Maria had thought about adding dandelion greens to his pierogies. Those weedy flowers grew in every crack of the parking lot. Chop those leaves up instead of the sweet basil. If his food tasted bitter, maybe he would stop coming around. But she didn’t have time for mild poisoning now. She was already late.

“Those look tasty as hell. Mind if I try one?”

A woman wearing a maroon hoodie had snuck up on them. She didn’t wait for a response from Eugene either. The stranger plucked a single pierogi from the Styrofoam tray and bit it in half. Some of the juices ran down her chin. Wiping away the mess with her collar, she said, “Oh, mama. I could eat a dozen of these.”
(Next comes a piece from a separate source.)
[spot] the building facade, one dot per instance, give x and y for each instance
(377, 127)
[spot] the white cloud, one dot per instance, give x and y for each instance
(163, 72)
Eugene pulled his tray closer to him. “These are specially made for me.”

“Well, I’ll have to come back tomorrow. Heard the chef say it’s closing time. Maybe you should scram so she can leave.” The woman pulled her hood forward shadowing her eyes.

“Maybe you should shut your piehole.”

Maria felt the or else behind Eugene’s utterance. She had never witnessed his violence but she heard from Rita at the Credit Union the reason he got fired from the fire department was he beat up the Chief’s son for stepping on his boot. Pinched his bunion and Eugene tore into him. There was always this Neanderthal menace hanging in the air around him. Another reason she didn’t outright tell him to get lost.

The woman either didn’t sense the danger or didn’t care. She was slim as a tobacco stick but her energy took up a lot of space. Maria got a glimpse of her eyes under her hood. Akin to dancing flames in the dark. Eugene pushed off the truck and hitched his blue jeans up on his waist. His mind did some redneck calculations rubbing the rough whiskers on his chin.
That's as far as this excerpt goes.